Question about prompt - Githubissues

First of all, thanks for your great work.

I met some questions when I tried to input some videos.

For example:

Input video: A 20s video from the COIN training set. A man demonstrated how to open a champagne bottle to the audience. VideoID: FOrirVpf4rY (from youtube)

Input: Capture and describe the activity events in the given video, specifying their respective time intervals, and outputting the time intervals in the 'start - end seconds format'

Output: 0.0 - 47.8 seconds, A man is cooking and grilling food in the backyard. 47.8 - 136.9 seconds, He shows the food and rubs the food and then cuts the food up. 136.9 - 212.3 seconds, He sticks the meat in the grill and cooks it, ending with a plate of meat.

Then, I tried other prompts from the paper appendix or other videos from COIN, such as 0PxSveUA9mg, a 2-minute video that teaches how to open the bottle. Unfortunately, I failed to obtain a better performance.

Any suggestions or guidance you can provide would be greatly appreciated. Thank you again for your excellent work!

Hi, thanks for your interest.

I have tried the case of COIN/videos_ali/105/FOrirVpf4rY.mp4 with the timechat_7b.pth ckpt.

When the prompt is "Localize a series of activity events in the video, output the start and end timestamp for each event, and describe each event with sentences. The output format of each predicted event should be like: ' start - end seconds, event description '. An specific example is : ' 90.0 - 102.0 seconds, spread margarine on two slices of white bread in the video '. ", the outputs are:
- 1st run: 0.0 - 28.6 seconds, A person turns on a faucet and opens a door with a bottle in it. 30.4 - 64.6 seconds, The person opens the bottle and pours a drink.
- 2nd run: 0.0 - 26.9 seconds, A person turns on the water. 27.8 - 61.5 seconds, A person opens a bottle of wine and turns on the water. 62.4 - 64.2 seconds, A person pours water on the bottle.
When the prompt is "Capture and describe the activity events in the given video, specifying their respective time intervals, and outputting the time intervals in the 'start - end seconds format'", the outputs are:
- 1st run: 0.0 - 16.9 seconds, A person is shown in a kitchen and opens up a cabinet. 16.8 - 37.3 seconds, He turns on the faucet and begins to wash off the dishes. 37.0 - 56.8 seconds, He takes a bottle of wine and puts it in the washer.
- 2nd run: 0.0 - 12.4 seconds, A person is seen holding up a bottle of wine and turns the lid off and opens it. 12.4 - 27.3 seconds, The man then turns the bottle to open it and pauses while he opens the wine. 27.3 - 62.9 seconds, He pours the wine into a glass as it's shown on the screen and pours the wine.

In my case, the output will not show something completely unrelated to the video, such as grilling food in the backyard you mentioned...

I've noticed a few other people telling me that the timechat_7b.pth ckpt 's zero-shot performance is not as good as expected, which is weird and I'll be checking this out soon.

Thank you for your help！ I found there may be some differences between your input video with mine， although they all are FOrirVpf4rY.mp4 .

Referring to the original annotation of FOrirVpf4rY, I use the video clip which is sampled from [strat, end] and contains 24s rather than the untrimmed original video.
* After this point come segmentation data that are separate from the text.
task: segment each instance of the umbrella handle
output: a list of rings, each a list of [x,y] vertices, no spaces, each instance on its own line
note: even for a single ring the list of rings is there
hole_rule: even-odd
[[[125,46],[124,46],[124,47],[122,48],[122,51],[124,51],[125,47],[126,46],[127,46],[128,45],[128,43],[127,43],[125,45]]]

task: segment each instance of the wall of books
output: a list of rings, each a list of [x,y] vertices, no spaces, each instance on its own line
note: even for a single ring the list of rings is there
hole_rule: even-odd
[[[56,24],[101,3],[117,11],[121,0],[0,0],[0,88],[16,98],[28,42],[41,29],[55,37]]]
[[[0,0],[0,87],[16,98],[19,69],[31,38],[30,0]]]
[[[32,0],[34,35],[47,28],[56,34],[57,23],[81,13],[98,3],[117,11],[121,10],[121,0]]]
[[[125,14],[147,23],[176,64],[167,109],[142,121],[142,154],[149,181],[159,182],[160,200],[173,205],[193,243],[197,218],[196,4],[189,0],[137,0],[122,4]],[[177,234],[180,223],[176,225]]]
These steps follow the previous work because the step annotations are based on trimmed video clips. But I guess that you may be testing the original 64-second original video.

"FOrirVpf4rY": {
    "recipe_type": 105,
    "annotation": [
        {
            "id": "180",
            "segment": [
                8.0,
                14.0
            ],
            "label": "turn the suspension link"
        },
        {
            "id": "181",
            "segment": [
                21.0,
                25.0
            ],
            "label": "open the bottle carefully"
        }
    ],
    "video_url": "https://www.youtube.com/embed/FOrirVpf4rY",
    "start": 3.9482121130914445,
    "end": 29.261808339128713,
    "duration": 64.853333,
    "class": "OpenChampagneBottle",
    "subset": "training"
},

On the other hand, I retried these two prompts you provided, the results are shown below.

Prompt 1
- Localize a series of activity events in the video, output the start and end timestamp for each event, and describe each event with sentences. The output format of each predicted event should be like: ' start - end seconds, event description '. An specific example is : ' 90.0 - 102.0 seconds, spread margarine on two slices of white bread in the video '.
- Output: 0.0 - 54.5 seconds, A man is seen speaking to the camera while holding a spatula and leads into him putting butter on the grill and cooking a meal. 54.5 - 145.6 seconds, The man continues moving around the grill and leads into him cutting up pieces and ending with him being done. 145.6 - 214.4 seconds, He is then seen presenting the final product to the camera and speaking to it.
- Prompt 2
- Capture and describe the activity events in the given video, specifying their respective time intervals, and outputting the time intervals in the 'start - end seconds format'
- Ouput: 0.0 - 62.3 seconds, A man is seen speaking to the camera while standing near a grill with various instruments on it. 56.6 - 137.9 seconds, He then pours some oil and spices into a bowl and proceeds to speak to the camera about cooking instructions. 126.7 - 203.7 seconds, He continues cooking the meat on the grill and is shown finishing the cooking with a fork.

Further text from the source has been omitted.